After this visit, we took a small boat that  moved us from side to side of the river Nile to visit our next destination, the temples of Luxor and Karnak.










The temples of Luxor and Karnak, an architectural group who have staged several times over the history of ancient Egypt. Each agent, during several dynasties, built his small church in an area on the banks of the Nile.


















Today is considered the largest monument and are called "temples of Karnak."




In this complex of buildings you can find a cluster of chapels and columned halls, highlighting erect the obelisk, the tallest in the country if we do not consider the unfinished obelisk found in the quarries of Aswan rose granite. Thus, in this temple complex we find the essence of the history of Egypt, so it is important at this point to pay attention to the guide.
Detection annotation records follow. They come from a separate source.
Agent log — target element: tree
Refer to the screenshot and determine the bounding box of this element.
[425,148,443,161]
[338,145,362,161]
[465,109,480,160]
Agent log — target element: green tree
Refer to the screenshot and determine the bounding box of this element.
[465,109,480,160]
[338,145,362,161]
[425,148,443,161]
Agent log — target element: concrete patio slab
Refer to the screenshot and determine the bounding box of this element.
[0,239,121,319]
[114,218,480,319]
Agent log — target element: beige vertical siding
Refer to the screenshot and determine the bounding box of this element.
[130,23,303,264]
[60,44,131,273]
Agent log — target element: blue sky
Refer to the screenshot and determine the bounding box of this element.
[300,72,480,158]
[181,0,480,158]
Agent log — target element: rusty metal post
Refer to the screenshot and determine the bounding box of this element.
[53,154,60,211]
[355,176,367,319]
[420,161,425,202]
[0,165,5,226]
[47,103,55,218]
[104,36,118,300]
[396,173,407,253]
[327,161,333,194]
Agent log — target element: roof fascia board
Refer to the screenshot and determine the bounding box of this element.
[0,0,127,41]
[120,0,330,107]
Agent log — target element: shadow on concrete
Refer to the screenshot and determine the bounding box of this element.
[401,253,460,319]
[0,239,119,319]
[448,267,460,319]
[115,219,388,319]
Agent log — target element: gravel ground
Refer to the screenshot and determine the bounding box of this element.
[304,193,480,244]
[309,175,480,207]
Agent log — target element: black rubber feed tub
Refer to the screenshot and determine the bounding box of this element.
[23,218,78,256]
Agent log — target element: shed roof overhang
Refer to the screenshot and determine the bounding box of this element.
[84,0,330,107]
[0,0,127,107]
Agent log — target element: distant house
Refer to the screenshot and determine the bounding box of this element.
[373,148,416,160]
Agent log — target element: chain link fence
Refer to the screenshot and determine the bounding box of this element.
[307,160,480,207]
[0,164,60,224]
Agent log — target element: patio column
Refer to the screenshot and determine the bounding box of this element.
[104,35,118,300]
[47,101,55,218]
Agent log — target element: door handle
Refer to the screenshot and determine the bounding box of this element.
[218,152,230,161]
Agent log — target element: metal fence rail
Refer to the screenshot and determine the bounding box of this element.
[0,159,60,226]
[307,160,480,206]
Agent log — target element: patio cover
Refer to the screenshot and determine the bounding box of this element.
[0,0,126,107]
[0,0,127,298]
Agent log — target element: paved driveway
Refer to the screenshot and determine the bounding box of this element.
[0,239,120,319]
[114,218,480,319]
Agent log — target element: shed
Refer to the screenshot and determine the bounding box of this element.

Anecdotally, you can also see at the lake a stone beetle, symbol and god of dawn, and you should give three times around. Get you luck, according to the Egyptians.
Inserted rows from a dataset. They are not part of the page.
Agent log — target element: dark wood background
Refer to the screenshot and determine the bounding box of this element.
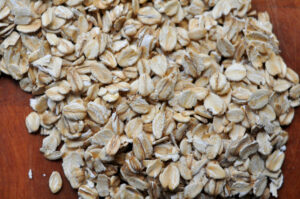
[0,0,300,199]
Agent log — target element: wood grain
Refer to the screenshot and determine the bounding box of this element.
[0,0,300,199]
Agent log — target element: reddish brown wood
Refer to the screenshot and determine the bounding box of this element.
[0,0,300,199]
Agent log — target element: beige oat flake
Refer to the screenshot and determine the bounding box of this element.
[0,0,300,199]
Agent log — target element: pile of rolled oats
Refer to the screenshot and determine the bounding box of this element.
[0,0,300,199]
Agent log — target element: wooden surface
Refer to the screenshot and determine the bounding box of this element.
[0,0,300,199]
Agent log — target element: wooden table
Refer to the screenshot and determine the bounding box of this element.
[0,0,300,199]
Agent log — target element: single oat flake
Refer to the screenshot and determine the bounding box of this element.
[0,0,300,199]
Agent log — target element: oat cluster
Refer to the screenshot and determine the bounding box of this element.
[0,0,300,199]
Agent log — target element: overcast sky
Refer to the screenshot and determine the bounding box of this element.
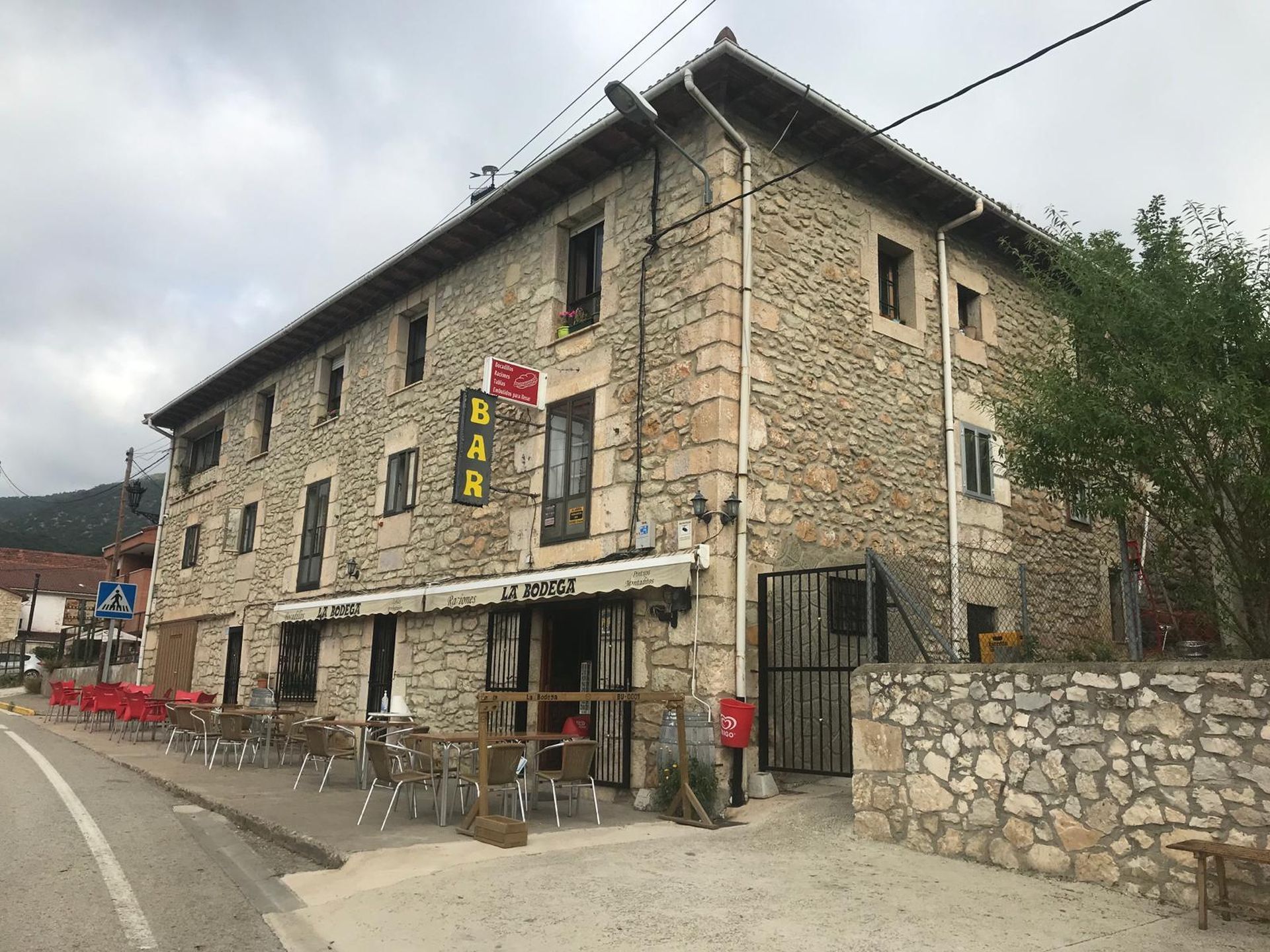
[0,0,1270,495]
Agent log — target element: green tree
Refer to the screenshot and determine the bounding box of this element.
[991,197,1270,658]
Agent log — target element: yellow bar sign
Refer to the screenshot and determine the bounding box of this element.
[453,389,495,505]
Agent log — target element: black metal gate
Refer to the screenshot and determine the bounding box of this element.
[366,614,396,713]
[594,599,631,787]
[221,625,243,705]
[758,565,886,777]
[485,608,531,733]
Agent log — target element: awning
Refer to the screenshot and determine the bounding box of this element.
[273,588,427,622]
[423,546,710,612]
[273,546,710,622]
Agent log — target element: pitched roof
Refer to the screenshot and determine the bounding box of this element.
[149,38,1044,426]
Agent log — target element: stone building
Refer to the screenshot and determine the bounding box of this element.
[142,40,1105,788]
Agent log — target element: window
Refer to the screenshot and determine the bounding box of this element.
[296,480,330,592]
[1067,486,1093,526]
[189,426,224,473]
[961,424,992,499]
[384,450,419,516]
[277,622,321,701]
[239,502,261,555]
[257,389,276,453]
[405,313,428,387]
[542,393,595,543]
[326,354,344,419]
[181,524,198,569]
[956,284,983,340]
[565,221,605,330]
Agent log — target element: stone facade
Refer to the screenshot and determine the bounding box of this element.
[851,662,1270,905]
[142,48,1122,802]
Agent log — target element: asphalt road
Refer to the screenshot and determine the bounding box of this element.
[0,711,292,952]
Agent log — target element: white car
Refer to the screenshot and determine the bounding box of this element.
[0,651,44,678]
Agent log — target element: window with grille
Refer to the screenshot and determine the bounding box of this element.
[961,424,992,499]
[239,502,261,553]
[296,480,330,592]
[257,389,275,453]
[277,622,321,701]
[399,313,428,387]
[181,524,198,569]
[384,450,419,516]
[541,393,595,543]
[189,426,224,473]
[565,221,605,330]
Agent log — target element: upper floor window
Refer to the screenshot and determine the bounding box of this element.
[189,425,224,473]
[296,480,330,592]
[181,523,198,569]
[565,221,605,330]
[542,393,595,542]
[961,422,992,499]
[384,450,419,516]
[255,389,277,453]
[405,313,428,387]
[326,353,344,419]
[237,502,261,555]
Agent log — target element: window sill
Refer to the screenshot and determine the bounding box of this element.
[872,313,922,348]
[548,320,599,346]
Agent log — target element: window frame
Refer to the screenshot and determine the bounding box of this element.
[296,477,330,592]
[564,217,605,330]
[257,387,278,454]
[237,501,261,555]
[960,422,995,502]
[404,309,428,387]
[189,422,225,476]
[538,389,595,546]
[384,447,419,516]
[181,522,200,569]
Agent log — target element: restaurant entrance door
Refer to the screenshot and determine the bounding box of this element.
[538,598,631,787]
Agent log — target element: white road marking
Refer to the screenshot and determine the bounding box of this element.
[0,727,159,948]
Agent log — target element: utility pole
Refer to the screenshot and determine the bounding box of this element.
[97,447,132,684]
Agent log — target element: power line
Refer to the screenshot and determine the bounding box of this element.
[649,0,1151,243]
[433,0,718,229]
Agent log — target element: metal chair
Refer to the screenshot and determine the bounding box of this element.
[357,740,436,830]
[537,740,599,826]
[291,721,357,793]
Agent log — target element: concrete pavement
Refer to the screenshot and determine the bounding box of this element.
[0,713,300,952]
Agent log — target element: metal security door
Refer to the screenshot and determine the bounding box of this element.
[594,599,631,787]
[221,625,243,705]
[485,608,531,733]
[153,622,198,698]
[366,614,396,713]
[758,565,884,777]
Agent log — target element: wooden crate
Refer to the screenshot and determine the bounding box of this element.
[472,816,530,849]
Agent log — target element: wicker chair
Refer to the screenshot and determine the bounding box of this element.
[357,740,433,830]
[291,721,357,793]
[537,740,599,826]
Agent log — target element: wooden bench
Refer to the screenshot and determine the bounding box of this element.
[1168,839,1270,929]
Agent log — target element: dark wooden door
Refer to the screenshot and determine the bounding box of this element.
[153,622,198,697]
[221,625,243,705]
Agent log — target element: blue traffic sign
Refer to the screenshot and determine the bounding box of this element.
[93,581,137,619]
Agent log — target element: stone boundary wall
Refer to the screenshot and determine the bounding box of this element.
[851,661,1270,905]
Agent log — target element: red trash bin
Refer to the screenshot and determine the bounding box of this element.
[719,697,754,748]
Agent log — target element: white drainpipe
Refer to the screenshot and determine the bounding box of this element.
[683,69,754,698]
[935,198,983,650]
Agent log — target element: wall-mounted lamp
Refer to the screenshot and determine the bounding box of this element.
[605,80,714,204]
[692,489,740,526]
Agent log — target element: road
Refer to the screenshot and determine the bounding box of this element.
[0,711,305,952]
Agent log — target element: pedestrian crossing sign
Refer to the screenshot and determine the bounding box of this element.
[93,581,137,619]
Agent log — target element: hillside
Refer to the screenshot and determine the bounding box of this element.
[0,477,163,556]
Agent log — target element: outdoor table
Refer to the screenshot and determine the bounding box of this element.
[319,715,405,789]
[414,730,573,826]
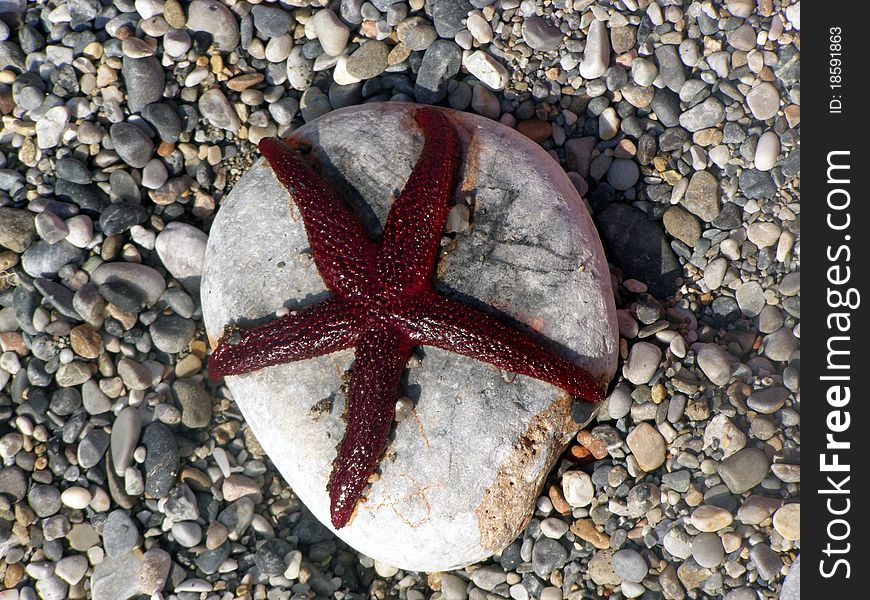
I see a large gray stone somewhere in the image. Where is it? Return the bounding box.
[202,103,618,571]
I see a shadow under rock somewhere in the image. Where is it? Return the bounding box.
[593,202,682,299]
And when it was almost one o'clock, our forces were under minimum and we thought we already had finished the visit to someone in the group that now can not remember but I was not, he came to remember our guide to a comment that was made early in the morning on a special room that was in one corner of the Luxor temple area in which he was an effigy of an ancient Egyptian goddess black. So began a journey of about 15 minutes under the scorching sun (about 15 minutes that were eternal) and walk on a dirt road in the desert to reach this sala. In this room is in common usage the performance of ritual magic of all kinds and according to the guide the atmosphere is special to enter it. I have to say that neither group experienced any paranormal experiences at the time. I imagine that this would require preparation prior exoteric and some kind of beverage and / or smoking any special Shisa. To visit it is mandatory that the guide clearly knows the area and of course, give a generous tip to the keepers of the door leading to that chamber.
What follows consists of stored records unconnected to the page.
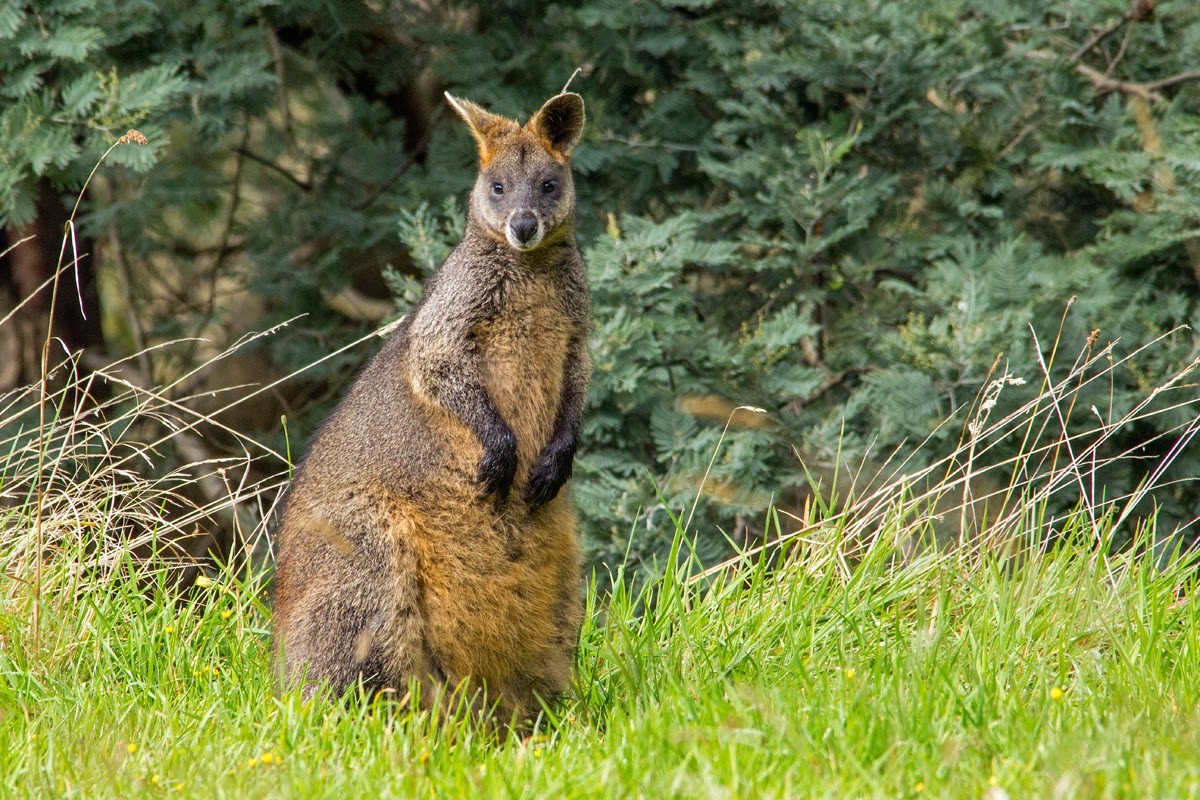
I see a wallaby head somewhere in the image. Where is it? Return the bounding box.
[446,92,583,251]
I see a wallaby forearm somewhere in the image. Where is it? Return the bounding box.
[551,338,590,450]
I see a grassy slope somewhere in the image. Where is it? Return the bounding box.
[0,525,1200,798]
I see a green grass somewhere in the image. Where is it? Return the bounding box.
[0,528,1200,798]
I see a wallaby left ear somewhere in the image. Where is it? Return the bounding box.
[529,91,583,156]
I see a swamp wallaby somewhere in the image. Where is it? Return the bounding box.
[275,94,590,720]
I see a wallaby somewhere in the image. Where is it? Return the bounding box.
[274,94,590,721]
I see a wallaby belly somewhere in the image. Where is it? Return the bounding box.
[406,497,581,705]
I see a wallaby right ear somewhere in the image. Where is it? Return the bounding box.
[445,92,518,167]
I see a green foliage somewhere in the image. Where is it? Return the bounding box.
[0,0,1200,563]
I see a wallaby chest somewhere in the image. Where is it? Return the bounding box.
[476,272,575,468]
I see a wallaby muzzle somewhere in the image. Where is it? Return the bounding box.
[505,210,541,249]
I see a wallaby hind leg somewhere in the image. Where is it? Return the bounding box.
[275,506,439,702]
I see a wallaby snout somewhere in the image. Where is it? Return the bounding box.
[505,209,541,248]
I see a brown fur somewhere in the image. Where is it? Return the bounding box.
[274,95,589,718]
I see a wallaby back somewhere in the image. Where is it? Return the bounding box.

Indeed, at this stage of the trip our group was composed of seven persons, who had joined us:two girls from Argentina (Agustina and Ana, two sisters) and Juan, from Madrid. So, after "view" the last room (actually the darkness was almost total and what we saw was better thanks to the numerous photos taken with flash) finally we headed to our friendly cruise ship where we could take a few refreshing beers "Stela(the only place possible because we met in the time of Ramadan), shower, and a generous sleeping peacefully nap after eating at the buffet the boat.That yes, the culinary theme selection is important, avoiding fresh vegetables, unpeeled fruit and choose  well-cooked meat and cooked pasta. Because otherwise "the revenge of the Pharaoh" will come upon you. Although this will be discussed in future chapters.


After the "siesta" we enjoyed the pool and watched the lock gates located in the journey from Luxor to our next destination: Edfu. During the passage of these locks is typical selling all kinds of garments by Egyptian sellers who come to you in small rowing boats surrounding the ships full of tourists. A curious image. Thus, after passing these gates we headed to Edfu, can see fascinating images of the people and wildlife along the banks of the Nile.


That night, after an evening meal we decided to do a little sightseeing tour to the small town of Edfu, obviously only the main street parallel to the multitude of boats that were moored. After the relevant harassment "Children sellers" we took a seat in one of the bars (you could say) and savor a wonderful and refreshing drink, karkade, that we had  the opportunity to taste the night we reached our boat hotel. All this accompanied by a shisha.Thus, after the boat and acohol shisha that night we sleep quickly and rest for the next day: visits to Edfu and Kom Ombo.